No evolucionaste. Involucionaste; tuviste treinta años o más de regresión. ¡Fuera
de mi vista! −gritó Salvador.
Dolores,
a quien las palabras de su marido le resbalaban, se fue para la sala sin decir
palabra y con gesto de impotencia. Vio la mecedora que se movía, serena, hacia
adelante y hacia atrás, dibujando arcos y luego se quedó inmóvil. Le pareció
raro pero no le dio importancia; otros eran sus problemas.
Anochecía.
Se quedó a la luz de la lámpara sumida en la oscuridad. Sentía un perfume como
de violetas y la mecedora comenzó a balancearse otra vez.
“Qué
pasa”, pensó con cierto temor.
Un
espejo frente a ella mostraba aquella mueca de desconcierto y su rostro, que
alguna vez fue radiante, demacrado y pálido. No era feliz a pesar de que lo tenía
todo.
“Por
qué me habré casado con Salvador, tenía tantas oportunidades. Hombres de
verdad. Lo que ocurre es que no tenían dinero”, pensó.
−No voy a comer −le dijo a Susan y se refugió en su cuarto a estudiar algún plan.

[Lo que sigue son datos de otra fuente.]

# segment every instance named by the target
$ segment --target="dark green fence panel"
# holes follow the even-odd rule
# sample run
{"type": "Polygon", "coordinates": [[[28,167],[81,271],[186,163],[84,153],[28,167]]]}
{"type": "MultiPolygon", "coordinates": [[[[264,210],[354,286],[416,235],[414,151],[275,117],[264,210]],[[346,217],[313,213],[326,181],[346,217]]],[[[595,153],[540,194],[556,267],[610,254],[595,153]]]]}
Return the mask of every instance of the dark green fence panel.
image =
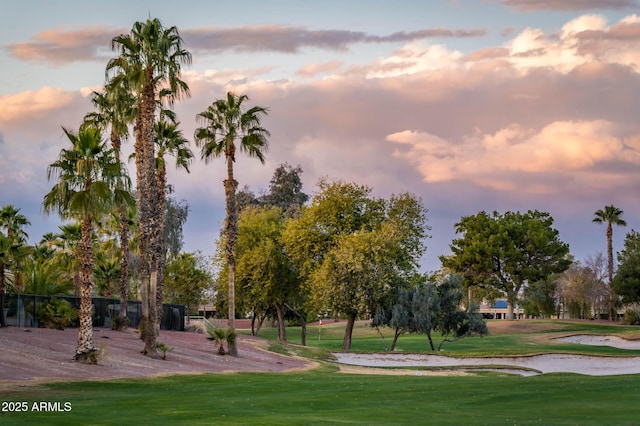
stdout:
{"type": "MultiPolygon", "coordinates": [[[[37,296],[32,294],[4,294],[2,312],[4,323],[8,326],[38,327],[38,310],[52,297],[68,301],[75,309],[80,309],[80,298],[72,296],[37,296]]],[[[113,319],[120,314],[120,299],[93,297],[93,326],[111,328],[113,319]]],[[[141,302],[133,300],[127,303],[129,327],[137,328],[140,324],[141,302]]],[[[184,331],[184,305],[163,304],[160,318],[161,330],[184,331]]],[[[75,327],[78,324],[74,325],[75,327]]]]}

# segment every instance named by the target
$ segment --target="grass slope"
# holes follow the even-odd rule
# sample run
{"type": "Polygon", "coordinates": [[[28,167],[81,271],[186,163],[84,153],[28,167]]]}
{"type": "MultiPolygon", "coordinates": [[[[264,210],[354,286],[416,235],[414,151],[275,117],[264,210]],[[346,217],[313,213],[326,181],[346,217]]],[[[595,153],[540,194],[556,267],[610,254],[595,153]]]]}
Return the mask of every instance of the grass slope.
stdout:
{"type": "MultiPolygon", "coordinates": [[[[339,324],[323,327],[320,339],[313,339],[311,333],[308,336],[310,348],[274,346],[280,351],[322,358],[322,348],[340,348],[343,330],[339,324]]],[[[578,345],[549,340],[558,334],[638,337],[631,327],[569,322],[522,322],[522,327],[464,339],[445,348],[449,354],[492,355],[556,352],[558,348],[603,354],[638,352],[574,349],[578,345]],[[525,324],[526,330],[522,328],[525,324]]],[[[295,332],[288,330],[290,339],[295,339],[295,332]]],[[[264,330],[262,334],[272,333],[264,330]]],[[[358,350],[381,350],[375,330],[359,325],[354,337],[358,350]]],[[[422,336],[404,336],[401,342],[406,351],[426,349],[422,336]]],[[[347,375],[338,373],[335,365],[323,363],[313,371],[286,374],[206,374],[25,386],[0,392],[3,408],[9,402],[21,401],[29,407],[26,412],[0,413],[0,424],[623,425],[640,423],[639,392],[637,375],[347,375]],[[33,403],[40,401],[59,402],[61,407],[67,402],[71,410],[33,411],[33,403]]]]}

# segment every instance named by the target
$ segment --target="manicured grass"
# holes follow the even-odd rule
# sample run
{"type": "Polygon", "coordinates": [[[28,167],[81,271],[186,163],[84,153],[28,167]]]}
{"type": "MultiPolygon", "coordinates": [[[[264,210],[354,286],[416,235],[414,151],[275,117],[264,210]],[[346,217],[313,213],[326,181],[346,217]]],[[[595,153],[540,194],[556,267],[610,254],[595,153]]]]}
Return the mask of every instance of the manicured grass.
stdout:
{"type": "MultiPolygon", "coordinates": [[[[448,354],[579,352],[638,355],[552,342],[559,333],[637,337],[634,327],[596,323],[522,323],[522,329],[495,332],[445,345],[448,354]],[[531,326],[531,325],[535,326],[531,326]]],[[[325,359],[340,350],[344,324],[310,328],[307,347],[275,342],[278,352],[325,359]]],[[[384,333],[385,331],[383,331],[384,333]]],[[[299,339],[299,328],[287,330],[299,339]],[[297,335],[296,335],[297,333],[297,335]]],[[[386,330],[389,333],[389,330],[386,330]]],[[[299,341],[299,340],[298,340],[299,341]]],[[[387,337],[387,344],[390,338],[387,337]]],[[[374,329],[356,326],[354,349],[382,351],[374,329]]],[[[427,351],[424,336],[403,336],[404,351],[427,351]]],[[[0,413],[1,425],[108,424],[437,424],[437,425],[602,425],[639,424],[640,375],[592,377],[545,374],[520,377],[479,372],[468,376],[375,376],[337,372],[320,361],[315,370],[294,373],[237,373],[172,376],[102,382],[52,383],[0,391],[1,402],[27,402],[28,411],[0,413]],[[36,412],[34,402],[68,403],[71,411],[36,412]]],[[[97,367],[99,368],[99,367],[97,367]]],[[[6,407],[3,405],[3,407],[6,407]]]]}
{"type": "Polygon", "coordinates": [[[637,424],[637,376],[221,374],[57,383],[0,392],[70,412],[2,413],[3,425],[637,424]]]}
{"type": "MultiPolygon", "coordinates": [[[[455,342],[446,342],[443,352],[455,356],[495,356],[495,355],[533,355],[539,353],[580,353],[591,355],[640,355],[640,350],[625,350],[607,346],[587,346],[563,343],[553,340],[559,334],[617,334],[627,338],[640,338],[639,328],[632,326],[609,325],[593,322],[572,321],[522,321],[528,326],[519,332],[492,332],[483,337],[466,337],[455,342]],[[533,326],[531,326],[533,324],[533,326]]],[[[344,323],[325,323],[321,327],[307,329],[307,346],[328,351],[341,351],[344,336],[344,323]]],[[[358,322],[353,331],[353,352],[384,352],[391,345],[391,329],[380,330],[384,339],[367,322],[358,322]]],[[[260,337],[277,339],[277,330],[264,328],[260,337]]],[[[433,335],[436,348],[442,337],[433,335]]],[[[300,327],[287,328],[287,340],[300,343],[300,327]]],[[[431,352],[425,335],[406,334],[399,338],[396,352],[431,352]]],[[[441,352],[442,353],[442,352],[441,352]]]]}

Otra vez, Salvador cenando solo. Guillermo, quien le hacía compañía a menudo, se encontraba en la casa de un compañero de colegio y los demás ya eran grandes y tenían sus propias salidas. No pensó en un inminente peligro; sin embargo, todo podía suceder. No era agradable para él esperar en la penumbra a que aparezca alguien a darle el último hachazo. Era imposible calcular el paso del tiempo porque para él se hallaba detenido; el mundo real había quedado del otro lado.